A simple approach for three-dimensional mapping of baseline cerebrospinal fluid volume fraction

Research output: Contribution to journalArticle

Abstract

A simple method of measuring baseline cerebrospinal fluid volume fraction (VCSF) in three-dimensional is proposed that used the characteristic of cerebrospinal fluid with very long T2. It is based on the fitting of monoexponential decay of only cerebrospinal fluid signal, using a nonselective T2 preparation scheme.
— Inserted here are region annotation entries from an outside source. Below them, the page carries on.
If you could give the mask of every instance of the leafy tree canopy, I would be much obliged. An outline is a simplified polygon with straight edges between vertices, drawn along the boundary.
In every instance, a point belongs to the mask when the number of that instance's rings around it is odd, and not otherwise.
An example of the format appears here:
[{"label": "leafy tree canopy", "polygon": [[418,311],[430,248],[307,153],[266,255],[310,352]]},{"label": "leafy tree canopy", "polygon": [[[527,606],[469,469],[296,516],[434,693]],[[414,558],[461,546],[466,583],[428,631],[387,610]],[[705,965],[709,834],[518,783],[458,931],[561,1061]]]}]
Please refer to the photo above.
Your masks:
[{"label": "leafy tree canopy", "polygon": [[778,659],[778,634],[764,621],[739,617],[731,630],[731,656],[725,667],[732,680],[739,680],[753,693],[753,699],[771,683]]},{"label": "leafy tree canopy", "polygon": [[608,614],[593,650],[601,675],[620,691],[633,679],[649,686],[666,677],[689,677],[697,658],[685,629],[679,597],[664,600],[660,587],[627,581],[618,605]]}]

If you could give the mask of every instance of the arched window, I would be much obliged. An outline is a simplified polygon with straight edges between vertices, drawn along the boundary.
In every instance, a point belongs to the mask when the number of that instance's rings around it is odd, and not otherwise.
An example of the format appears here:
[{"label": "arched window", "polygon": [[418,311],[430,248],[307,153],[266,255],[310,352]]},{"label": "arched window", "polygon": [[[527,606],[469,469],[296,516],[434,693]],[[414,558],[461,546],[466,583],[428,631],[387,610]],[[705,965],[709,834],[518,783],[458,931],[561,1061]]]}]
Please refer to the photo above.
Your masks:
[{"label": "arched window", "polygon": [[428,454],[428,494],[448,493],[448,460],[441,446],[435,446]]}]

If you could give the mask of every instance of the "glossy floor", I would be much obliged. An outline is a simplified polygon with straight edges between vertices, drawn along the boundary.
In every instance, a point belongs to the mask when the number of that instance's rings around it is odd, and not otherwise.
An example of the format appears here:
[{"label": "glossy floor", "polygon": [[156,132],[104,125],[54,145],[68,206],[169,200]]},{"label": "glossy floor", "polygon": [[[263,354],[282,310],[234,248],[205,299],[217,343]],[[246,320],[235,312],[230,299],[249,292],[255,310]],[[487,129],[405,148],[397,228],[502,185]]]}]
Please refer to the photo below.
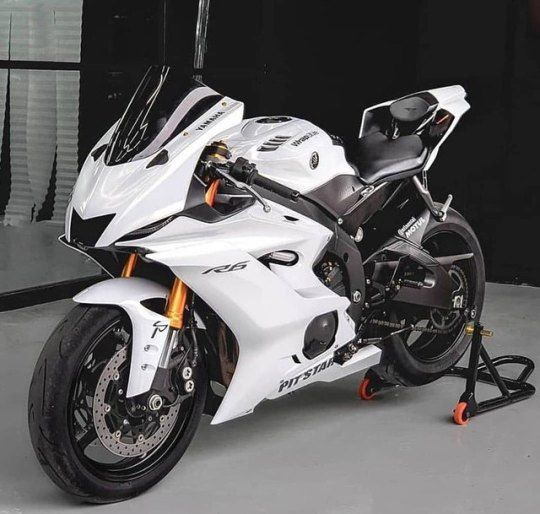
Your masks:
[{"label": "glossy floor", "polygon": [[[26,428],[34,361],[70,306],[0,314],[2,514],[81,509],[41,471]],[[495,330],[493,354],[522,353],[540,363],[540,289],[490,284],[484,321]],[[540,394],[459,427],[449,416],[460,379],[371,402],[356,398],[358,380],[316,384],[223,425],[205,419],[165,480],[92,513],[538,512]]]},{"label": "glossy floor", "polygon": [[63,225],[0,222],[0,293],[99,274],[98,266],[58,242]]}]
Three-dimensional gradient- and spin-echo acquisition also improves signal-to-noise ratio efficiency and brain coverage. Both VCSF and T2,CSF are fitted voxel by voxel and analyzed in different cortical areas across subjects. VCSF is largely regionally dependent (occipital: 8.9 ± 1.7%, temporal: 11.4 ± 2.4%, and frontal: 21.4 ± 6.9%). Measured T2,CSF was 1573 ± 146 msec within cortical lobes as compared with 2062 ± 37 msec from ventricle regions. Different parameter set were compared, and the robustness of the new method is demonstrated. Conversely, when comparing with the proposed approach, large overestimation of segmentation based method using T1-weighted images is found, and the underlying causes are suggested.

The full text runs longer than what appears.